Faria prévient : « L’augmentation de la fréquence et de l’intensité de ces incendies, provoquée par le changement climatique, est très inquiétante, car ils créent une boucle qui se répercute sur le réchauffement de la région. En outre, non seulement ils causent des problèmes là où ils se produisent – en Sibérie, en Alaska et en Europe du Nord – mais dans la région polaire, plusieurs effets climatiques sont générés qui atteignent ensuite toute l'Europe, l'Asie et l'Amérique du Nord, de sorte que tout ce qui change l'Arctique affecte en fin de compte le bas latitudes, où il y a plus de population.
Incendies au Canada
L'année dernière, nous avons déjà assisté à d'énormes incendies au Canada, dont la fumée a atteint l'Espagne. Selon le gouvernement de ce pays, les flammes de 6 669 incendies ont détruit 18,5 millions d'hectares, soit une superficie plus grande que la Floride. Copernic a calculé plus tard qu'ils émettaient au moins 410 millions de tonnes de CO₂, bien plus que toutes les émissions enregistrées en 2022 en Espagne (244,3).

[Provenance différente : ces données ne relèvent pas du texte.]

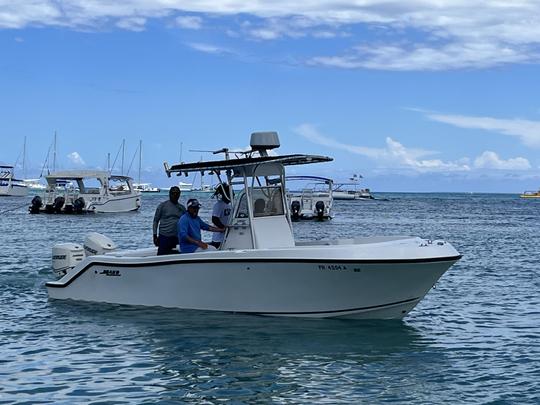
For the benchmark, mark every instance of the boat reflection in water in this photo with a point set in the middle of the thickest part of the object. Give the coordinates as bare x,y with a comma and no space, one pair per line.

Outre les incendies de forêt dans l'Arctique, le CAMS surveille également de près l'intensité et les émissions des incendies dans les zones humides du Pantanal, situées au Brésil, en Bolivie et au Paraguay. Dans la province brésilienne du Mato Grosso do Sul (où se trouvent la plupart des zones humides du Pantanal), la puissance radiative quotidienne totale du feu (PRF) est nettement supérieure à la moyenne depuis plusieurs semaines, et les émissions totales de carbone de mai et juin sont plus du double des précédentes. valeurs les plus élevées dans l'ensemble de données GFAS pour mai-juin 2009. Les émissions totales estimées pour mai-juin sont également les plus élevées des deux dernières décennies pour la Bolivie et le Paraguay et les plus élevées pour le Brésil depuis 2004.